Noble coat

Time for another project. I lost a jacket in Oregon.  It was a puke green color, and first-generation fleece, and not particularly beautiful, but it kept me warm on cool nights in spring and autumn, and on a river.  I am not in a position to craft a fitted jacket like that, but I am going to be on a mountain in the middle of summer fairly soon, and a beautiful over-garment of some kind that is also warm would be useful. I think I look good in the Jedi tunic pattern I have from Simplicity. It can also be altered fairly easily for a lining, as I did on the Poet’s Coat — but the poet’s coat is a little heavy for mid-July.

(I’m surprised to discover that there’s no entry for the poet’s coat, I must not have called it that in the entry; but the red tunic is a variant of the same pattern).

A friend gave me access to a bunch of wool material.  Wool is warm, even if the wind is blowing through it, and it tends to remain warm even when wet. It might get wet on top of a mountain in July.  So, I made the shell of this coat or jacket out of some of that wool.  The result is a very plain looking garment that is unfortunately quite itchy on the skin.

So it needed a lining.

And if it needs a lining, then it might as well have fancy cuffs, and some beautiful trim.  Which I did put on the coat.  Getting the hems right was tricky. Next time, I’m going to sew the fabric on to the cuffs, then sew the trim on the cuffs… and then make the cuffs and the sleeve simultaneously.  It’s often the case that we learn our working procedures for the future, by making the mistakes of the present.
The cuffs still turned out mostly OK. One of the things that I’ve learned from a designer-engineer friend of mine, is that you should “make the whole prototype so that you learn where the mistakes are, and you have a better chance of getting them right the next time around.” It’s good advice, especially in the Maker movement or in a maker program. The learning in this sort of work comes from the mistakes, not from the perfectly-executed plan.

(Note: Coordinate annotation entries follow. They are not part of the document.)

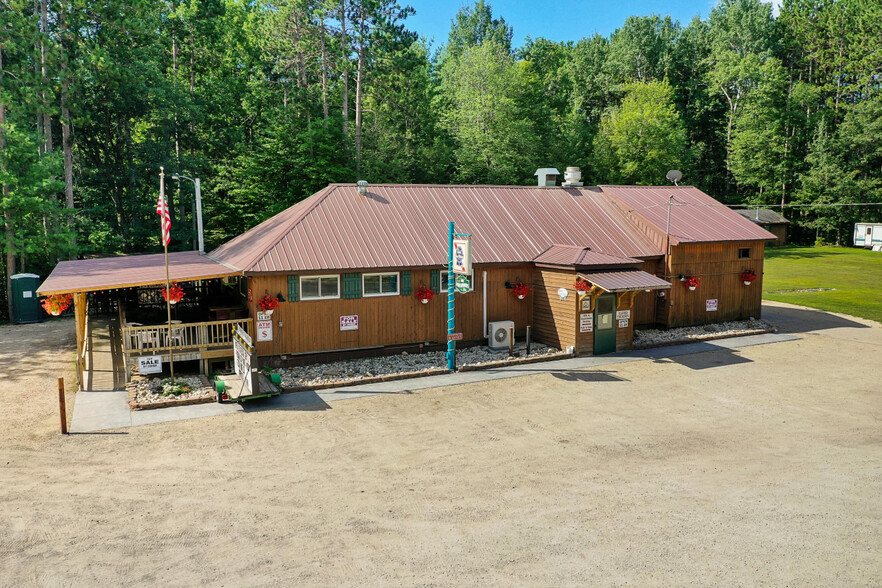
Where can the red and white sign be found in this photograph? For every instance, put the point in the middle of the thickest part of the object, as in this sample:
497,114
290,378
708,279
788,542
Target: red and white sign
586,323
264,326
462,256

One of my critical pieces of learning from the last project, the green gown, was to do more pinning and more pressing.  I learned something similar from the shirt-making process.  So, I did more pinning this time around, and more pressing (ironing, really) before and after sewing different steps in the project.

The result was a much more finished-looking product. I still suck at lower-edge hems of garments, though, especially on costume pieces like this one.  Still, the gold trim flashes nicely in the light (it came from Cloak and Dagger Productions, which is fairly local to me).  The grid-like pattern that forms the cuffs appears to be the underlying grid for a tile pattern, and references my own recent obsessions with geometry.

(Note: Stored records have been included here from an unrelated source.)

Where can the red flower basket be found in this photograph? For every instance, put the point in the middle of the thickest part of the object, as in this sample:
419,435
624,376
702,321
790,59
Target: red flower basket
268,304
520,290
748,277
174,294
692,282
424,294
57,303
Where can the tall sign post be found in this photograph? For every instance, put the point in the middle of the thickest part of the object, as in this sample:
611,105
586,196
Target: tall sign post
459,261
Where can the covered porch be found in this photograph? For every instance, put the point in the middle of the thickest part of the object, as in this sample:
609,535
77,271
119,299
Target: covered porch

Though not quite finished, the coat has an unusual lining. I had intended to line it with linen, but I turned out not to have enough linen for the project. So I searched around among my fabric scraps and came up with what felt like an inspired idea.  From the outside the coat is very plain and severe — black wool fabric, with trim based on geometric and floral designs.  It’s very orderly and regular, and not very showy despite the gold trim.

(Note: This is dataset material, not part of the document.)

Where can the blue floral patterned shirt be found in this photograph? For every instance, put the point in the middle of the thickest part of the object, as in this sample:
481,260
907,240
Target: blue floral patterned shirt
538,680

It’s very me, in that sense.  The coat has pretty clean lines and a very plain form — not quite shapeless, but not really a modern garment either.  It needs a belt, and I don’t know if I’m going to make a belt and attach it; or make belt loops for a belt and leave the belt for another day.  Either way, pretty plain, right?

However, the interior of the coat is constructed around a piece of tie-dyed fabric that someone gifted to me. I think they thought I would use it as an altar cloth, or a wall hanging. If that was its exclusive intention, I’m sorry. It’s now something else — probably irreversibly, at least until someone cuts this up and makes it into something else, which I hope they’ll do when I’m done with it.

There’s something wonderful about this coat, plain and severe on the outside, almost Saturnian, concealing a riot of color in its lining.  It’s possible the garment will now be too hot for its intended purpose.  I’m sorry if that’s the case. There are still a number of mistakes and problems with it, but it’s a lot better than anything similar that I’ve constructed (and this is now the sixth or seventh time through this pattern). Each time I make this, I make more variations and changes than I did the time before.

The result is that I can now say with some confidence that this is a great pattern for teaching young people the basics of sewing.  Some of the other pieces in the collection are likely not worth the effort — the ‘fake’ undertunic or dickie is a little silly, and the outer cloak requires a LOT of fabric for a first-time sewing student’s starter project, and the shoulder tabards/armor are not well thought out for my taste.

But this tunic/coat has a lot of potential in it, and it can be made to do a variety of cool things.  It’s worth a look in a school MakerSpace that’s trying to build up a sewing program.